3. Keep the user updated during long jobs.
   - Brief progress notes are enough: downloading, compressing, transcribing, packaging.
   - If a fallback happens, say what failed in one line and continue.

4. Produce the publishing pack.
   - Summary tuned for someone deciding whether to watch or listen.
   - Key takeaways or key arguments.
   - 5 title ideas when asked.
   - 5 description ideas when asked.
   - Chapter timestamps.
   - Optional: tweet thread, show notes, key quotes, newsletter blurb.
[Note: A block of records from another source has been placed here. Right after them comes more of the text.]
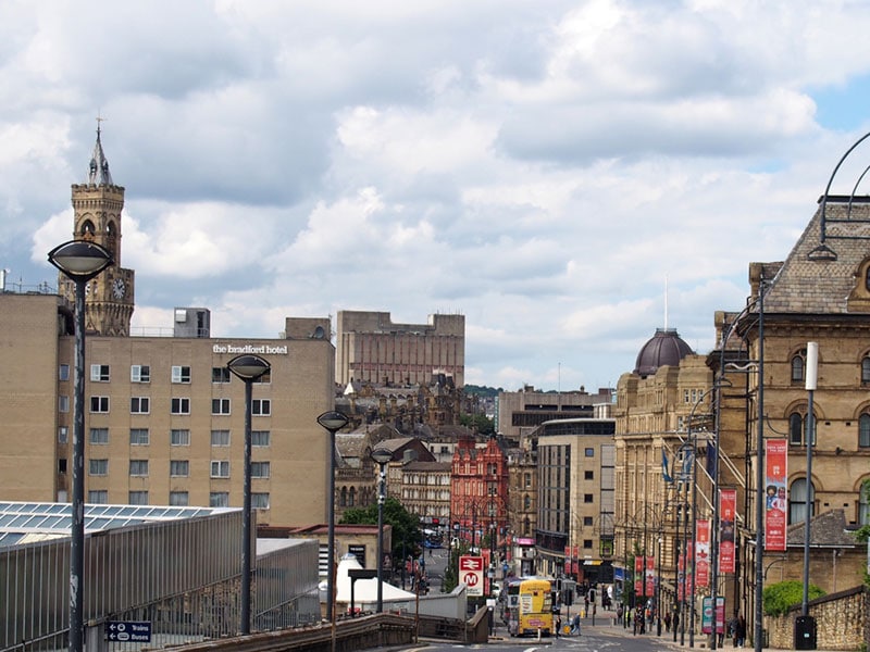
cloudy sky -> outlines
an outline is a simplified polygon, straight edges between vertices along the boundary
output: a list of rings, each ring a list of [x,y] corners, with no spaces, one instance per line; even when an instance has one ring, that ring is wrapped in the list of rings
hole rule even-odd
[[[134,329],[462,313],[468,383],[612,386],[657,327],[708,351],[787,255],[870,126],[869,29],[849,0],[4,0],[0,267],[57,284],[100,115]]]

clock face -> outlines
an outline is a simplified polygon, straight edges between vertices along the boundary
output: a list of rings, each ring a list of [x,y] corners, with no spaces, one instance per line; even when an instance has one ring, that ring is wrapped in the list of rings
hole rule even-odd
[[[126,291],[127,288],[124,285],[124,280],[115,278],[115,281],[112,284],[112,293],[115,296],[115,299],[123,299]]]

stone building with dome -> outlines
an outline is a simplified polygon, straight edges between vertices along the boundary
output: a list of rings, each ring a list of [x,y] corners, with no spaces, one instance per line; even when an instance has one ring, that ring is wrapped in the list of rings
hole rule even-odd
[[[635,368],[617,384],[614,582],[629,602],[635,556],[655,559],[661,609],[673,603],[676,586],[676,459],[693,428],[709,414],[712,372],[673,328],[656,329],[637,353]],[[667,461],[667,462],[666,462]],[[667,463],[667,468],[666,468]],[[638,600],[655,591],[641,586]]]

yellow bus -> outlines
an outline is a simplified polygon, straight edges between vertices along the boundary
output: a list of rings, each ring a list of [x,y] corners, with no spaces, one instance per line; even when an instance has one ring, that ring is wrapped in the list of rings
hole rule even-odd
[[[552,634],[552,584],[543,577],[524,577],[508,584],[508,631],[511,636]]]

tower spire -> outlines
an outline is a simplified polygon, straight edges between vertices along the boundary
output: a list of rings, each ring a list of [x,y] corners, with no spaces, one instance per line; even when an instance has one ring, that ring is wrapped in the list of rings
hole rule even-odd
[[[102,142],[100,141],[101,125],[104,117],[97,114],[97,143],[94,146],[94,153],[90,156],[90,165],[88,168],[88,185],[91,186],[114,186],[112,175],[109,172],[109,161],[102,151]]]

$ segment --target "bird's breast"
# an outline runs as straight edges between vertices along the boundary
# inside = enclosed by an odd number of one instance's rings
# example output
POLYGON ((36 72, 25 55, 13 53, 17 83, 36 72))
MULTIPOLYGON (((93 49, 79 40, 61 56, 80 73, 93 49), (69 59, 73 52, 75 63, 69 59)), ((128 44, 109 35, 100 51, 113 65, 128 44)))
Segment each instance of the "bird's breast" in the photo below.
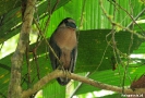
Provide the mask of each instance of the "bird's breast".
POLYGON ((76 47, 77 41, 74 29, 67 27, 59 28, 53 38, 61 49, 72 50, 74 47, 76 47))

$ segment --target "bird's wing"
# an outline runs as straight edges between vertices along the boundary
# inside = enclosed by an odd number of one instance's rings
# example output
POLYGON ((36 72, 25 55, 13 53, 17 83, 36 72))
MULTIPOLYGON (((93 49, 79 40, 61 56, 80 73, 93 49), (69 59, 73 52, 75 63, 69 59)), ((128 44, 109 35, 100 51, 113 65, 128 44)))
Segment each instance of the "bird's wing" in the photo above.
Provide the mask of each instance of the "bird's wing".
POLYGON ((73 73, 75 69, 75 63, 76 63, 76 57, 77 57, 77 47, 75 47, 72 52, 71 52, 71 62, 70 62, 70 71, 73 73))
MULTIPOLYGON (((51 48, 53 49, 53 51, 56 52, 57 57, 60 59, 61 49, 58 47, 58 45, 53 40, 53 37, 50 38, 49 44, 51 48)), ((59 61, 56 59, 56 57, 53 56, 50 49, 49 49, 49 57, 50 57, 52 69, 56 70, 59 66, 59 61)))

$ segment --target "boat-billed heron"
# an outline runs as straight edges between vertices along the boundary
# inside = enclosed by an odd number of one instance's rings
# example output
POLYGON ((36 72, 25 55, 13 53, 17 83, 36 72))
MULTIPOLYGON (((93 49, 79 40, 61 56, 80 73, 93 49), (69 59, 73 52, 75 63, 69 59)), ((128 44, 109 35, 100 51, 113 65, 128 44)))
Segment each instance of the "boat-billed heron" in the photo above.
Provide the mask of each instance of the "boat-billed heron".
MULTIPOLYGON (((74 20, 71 17, 62 20, 51 35, 49 44, 62 63, 61 70, 73 73, 77 57, 76 25, 74 20)), ((58 69, 60 63, 50 49, 49 57, 52 69, 58 69)), ((58 77, 57 81, 60 85, 67 85, 70 82, 67 77, 58 77)))

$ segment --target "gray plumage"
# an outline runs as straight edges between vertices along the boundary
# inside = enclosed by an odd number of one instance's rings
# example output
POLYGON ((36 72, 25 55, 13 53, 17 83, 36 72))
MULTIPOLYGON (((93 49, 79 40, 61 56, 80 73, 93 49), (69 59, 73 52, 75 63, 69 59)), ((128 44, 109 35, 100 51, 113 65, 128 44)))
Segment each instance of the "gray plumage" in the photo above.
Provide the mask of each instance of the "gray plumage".
MULTIPOLYGON (((63 69, 73 73, 77 57, 75 22, 70 17, 64 19, 51 35, 49 44, 62 62, 63 69)), ((50 50, 49 57, 52 69, 56 70, 60 64, 50 50)), ((57 81, 60 85, 67 85, 70 82, 67 77, 58 77, 57 81)))

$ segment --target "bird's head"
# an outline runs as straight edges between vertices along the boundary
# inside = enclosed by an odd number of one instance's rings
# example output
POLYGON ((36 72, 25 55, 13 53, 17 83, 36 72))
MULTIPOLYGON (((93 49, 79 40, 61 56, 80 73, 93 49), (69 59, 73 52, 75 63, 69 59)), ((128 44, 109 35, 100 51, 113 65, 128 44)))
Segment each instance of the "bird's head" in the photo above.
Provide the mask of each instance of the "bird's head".
POLYGON ((76 24, 75 24, 75 21, 72 20, 71 17, 67 17, 64 20, 62 20, 62 22, 59 24, 58 27, 70 27, 70 28, 73 28, 73 29, 76 29, 76 24))

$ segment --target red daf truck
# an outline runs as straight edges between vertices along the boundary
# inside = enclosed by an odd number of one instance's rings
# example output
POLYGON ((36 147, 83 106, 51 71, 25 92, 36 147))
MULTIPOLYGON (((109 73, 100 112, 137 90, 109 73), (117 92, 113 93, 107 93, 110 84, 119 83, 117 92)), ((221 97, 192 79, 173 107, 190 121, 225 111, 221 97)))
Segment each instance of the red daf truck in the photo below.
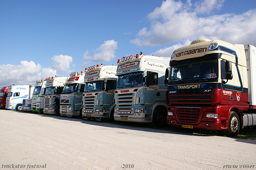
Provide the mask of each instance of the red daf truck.
POLYGON ((228 136, 256 125, 256 53, 252 45, 208 39, 175 50, 164 82, 168 125, 228 136))

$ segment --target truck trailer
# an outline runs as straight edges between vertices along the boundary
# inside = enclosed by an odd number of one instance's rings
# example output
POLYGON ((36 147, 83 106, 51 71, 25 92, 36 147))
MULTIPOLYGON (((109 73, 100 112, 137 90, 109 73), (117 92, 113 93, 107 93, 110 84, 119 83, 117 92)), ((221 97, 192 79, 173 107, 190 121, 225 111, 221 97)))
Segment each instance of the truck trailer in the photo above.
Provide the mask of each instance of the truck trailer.
POLYGON ((85 69, 82 117, 84 119, 114 120, 114 97, 117 77, 115 65, 97 65, 85 69))
POLYGON ((236 136, 256 125, 256 48, 200 39, 173 52, 166 70, 167 122, 236 136))

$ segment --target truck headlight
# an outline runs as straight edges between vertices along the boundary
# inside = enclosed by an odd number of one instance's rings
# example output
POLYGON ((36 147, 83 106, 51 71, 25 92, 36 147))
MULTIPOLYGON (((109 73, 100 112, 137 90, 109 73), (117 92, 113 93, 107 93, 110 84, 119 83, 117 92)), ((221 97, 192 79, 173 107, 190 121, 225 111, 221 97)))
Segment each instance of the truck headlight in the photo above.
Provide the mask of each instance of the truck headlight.
POLYGON ((103 112, 103 109, 96 109, 96 112, 103 112))
POLYGON ((208 113, 206 115, 206 117, 208 118, 218 118, 218 114, 208 113))
POLYGON ((218 47, 218 43, 217 42, 212 43, 210 44, 208 49, 208 51, 211 51, 216 48, 218 47))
5. Package timestamps correctly.
   - Prefer real timestamps if the transcription source provides segments.
   - If the transcript is a single plain-text blob, estimate coarse chapter times conservatively and label them as approximate if needed.
   - For swyx, default to this exact style:
     - `0:00` Intro and origin story
     - `3:30` How the brand grew

## Transcript quality notes

- OpenAI Whisper API often returns plain text unless a segment-rich response format is requested elsewhere.
- Plain text transcripts are good for summaries and rough chapters, but weak for precise diarization.
- When speaker labels are needed without true diarization, reconstruct heuristically from turn-taking and identify this clearly as approximate.

## Launch template

When a user wants publishing help, default to a reusable launch pack.

### Standard launch pack

1. YouTube titles
   - Provide 3 to 4 options.
   - Prefer thesis first, guest second.
   - Keep them specific, not generic.

2. YouTube descriptions
   - Provide 3 to 4 options.
   - Each should include:
     - one short framing paragraph
     - 3 to 6 concrete bullets on what the audience will learn
     - chapter markers in YouTube timestamp format when available

3. X main post
   - Provide 3 to 4 options.
   - Structure:
     - hook or thesis
     - guest credibility line
     - 3 to 6 concrete bullets
     - link placeholder or actual link

4. X follow-up reply
   - Provide 1 concise timestamps-only reply unless the user asks for more.
   - Use YouTube timestamp format only, start times only, 2 to 10 word headlines.

5. Native clip ideas
   - Provide 3 to 4 options.
   - For each clip idea, include:
     - clip theme
     - why it works as promo
     - rough timestamp window if known

6. Quote card ideas
   - Provide 3 to 4 options.
   - Prefer clean, arguable lines with strong standalone meaning.

### Packaging guidance

- Distinguish between:
  - what the episode is about
  - why it matters now
- Prefer concrete bullets over abstract topic labels.
- For X, optimize for curiosity plus utility, not just announcement tone.
- For YouTube, optimize for searchable thesis plus guest credibility.
- If the audience is technical, specificity beats hype.

## Output format

Default output order:
1. Short summary
2. Key takeaways
3. Chapter timestamps
4. 3 to 4 title options
5. 3 to 4 description options
6. 3 to 4 X post options
7. 3 to 4 clip ideas
8. 3 to 4 quote card ideas

## Scripts

- `scripts/transcribe_youtube.sh`: download audio from YouTube, shrink oversized audio for Whisper API, and fall back cleanly.

## Notes

- Prefer speed first, but do not fake certainty.
- If a transcript path is broken, say what failed and continue with the next fallback.
- For long episodes, give the user a progress update before the final packaging pass.
- If the user says a format like “always give me YouTube timestamp format”, treat that as a sticky preference for the rest of the task.